It’s no secret that Australian coffee shops, harbingers of the beloved avocado toast, are having a moment in American cafe culture. In New York City, one can find a dozen Aussie spots serving healthy, colorful food, strong coffee and mellow vibes. Now, Jersey City has one of its own—the five-month-old Maggie’s Farm Espresso.
Owner Sam de Burgh found himself missing the coffee culture in his native Perth, Australia, where he grew up surrounded by beaches, surfers and getting a daily hot chocolate (and when he was old enough, a coffee) with his mother, Maggie, “the biggest coffee addict I’ve ever met.” His cafe’s name is both inspired by her and a reference to the Bob Dylan song, Maggie’s Farm.
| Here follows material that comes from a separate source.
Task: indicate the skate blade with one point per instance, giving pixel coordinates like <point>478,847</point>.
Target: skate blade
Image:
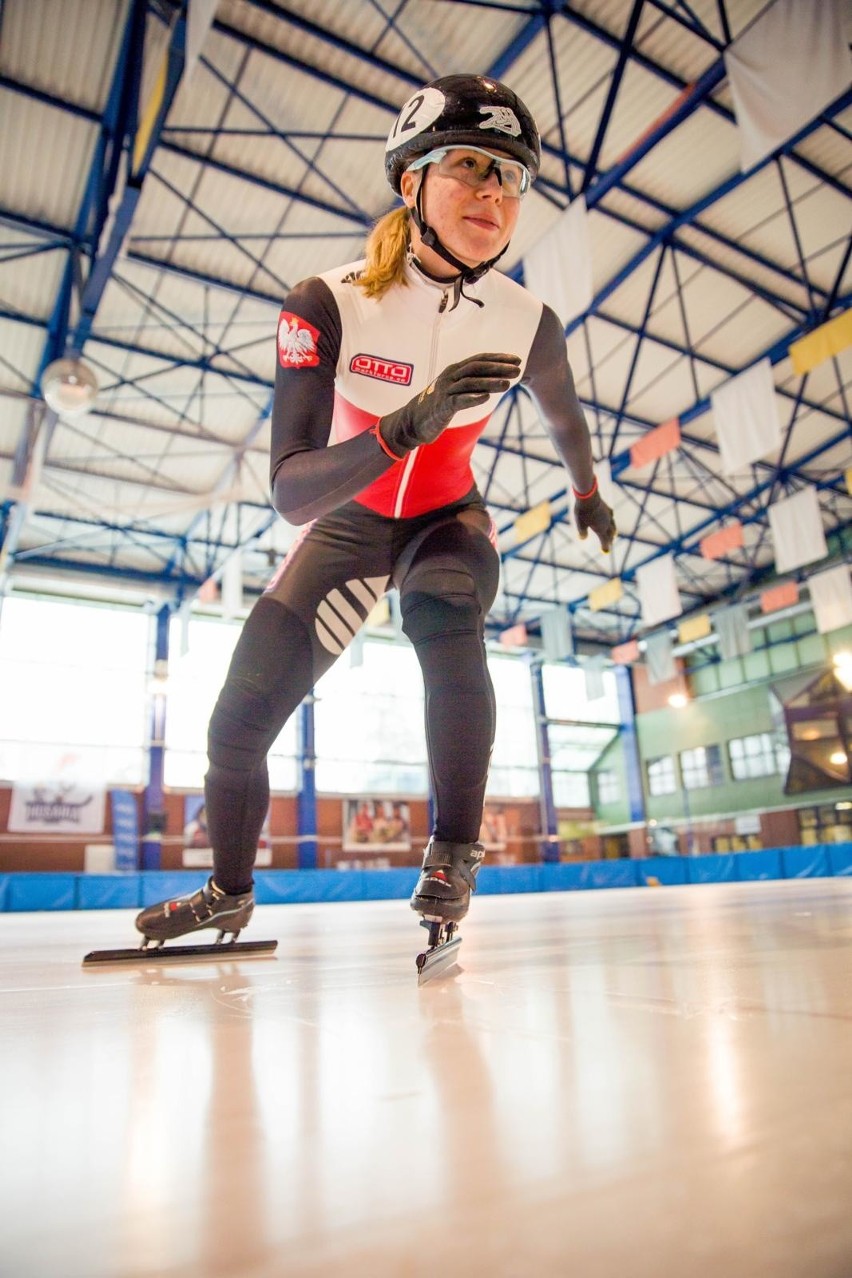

In the song, the crooner expresses his desire to quit working for the man; de Burgh, who worked in finance in New York for a decade, related.
Plus, early on, he found most places in the city with good coffee didn’t serve much in the way of food beyond pastries. And at a typical “restaurant with good food, the coffee was really ordinary,” lacking an experienced barista. His dream cafe, like the “sort of standard coffee shops we have in Australia” would serve coffee as the main event, “supported by really good food, in a nice environment that feels calm and cozy, where people get looked after.”
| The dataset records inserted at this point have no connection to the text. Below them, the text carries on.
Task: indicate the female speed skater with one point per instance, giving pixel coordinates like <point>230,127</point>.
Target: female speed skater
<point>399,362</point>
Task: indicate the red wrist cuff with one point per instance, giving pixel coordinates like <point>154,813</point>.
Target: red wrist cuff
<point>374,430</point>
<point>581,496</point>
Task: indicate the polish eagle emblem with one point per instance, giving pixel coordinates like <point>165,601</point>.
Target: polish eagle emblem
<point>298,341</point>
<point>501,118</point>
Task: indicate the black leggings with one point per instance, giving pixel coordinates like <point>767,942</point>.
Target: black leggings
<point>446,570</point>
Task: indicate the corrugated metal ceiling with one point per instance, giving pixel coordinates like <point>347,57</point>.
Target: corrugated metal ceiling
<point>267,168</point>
This dream took shape across the river after de Burgh met his wife, who grew up in New Jersey. After the two moved to Summit, where they’re currently raising their children, the 35-year-old fell in love once more — this time, with downtown Jersey City. Attracted by its charm and strong sense of community, he opened his 25-seat cafe last October, joining the modern, natural wine haven Frankie as the second Australian-inspired restaurant in town.
Since then, Maggie’s Farm has drawn all sorts of diners: laptoppers sipping flat whites out of cheery yellow mugs, friends catching up over toast and lattes, and young families grabbing a quick bite. The smashed avocado toast—an Instagrammable favorite that got its start in cafes in Sydney—is a top seller. So is the breakfast wrap, filled with free range eggs, cheese, spinach and more avocado (both $8). There are hearty salads ($11), such as the roast lamb with couscous, sandwiches ($10) and daily soups ($9). de Burgh says Maggie’s Farm also sells “bucket loads” of slices, or mini dessert bars, from fellow Aussie company Boomerang Bites, based in Hoboken.
Offerings change seasonally, per the menu designed by chef Paul Salmeri, a fellow Perth native who’s cooked at the Michelin-starred River Cafe in London. The food is purposely simple, de Burgh says, but made with top quality ingredients—everything besides the breads and pastries are made in-house, the all-important coffee beans are sourced from Counter Culture roasters and de Burgh says you won’t find any powders or syrups in the drinks. A hot chocolate, for example, starts with a barista shaving down a slab of Belgian chocolate.
On my first visit to Maggie’s, my avocado toast, on a thick slice of Balthazar bread, came topped with shaved Parmesan, roasted Brussels sprouts and squash, and an egg for good measure. Like all of the menu items, it’s designed to be ready in just a few minutes, de Burgh explains, to arrive while your coffee’s still hot. Laptop workers genially shared tables and indie rock drifted from the speakers. I could’ve stayed all day, or at least until 5 pm, which is when Maggie’s closes on the weekends.
de Burgh is looking ahead to spring, when the toast toppings and the rest of the menu will shift seasonally and the cafe will set up a dozen additional seats outside for the warmer weather. Other than that, he’s perfecting recipes for cold brew iced teas and continuing to make Maggie’s a place “to catch up with a mate over coffee. That’s what coffee means to me.”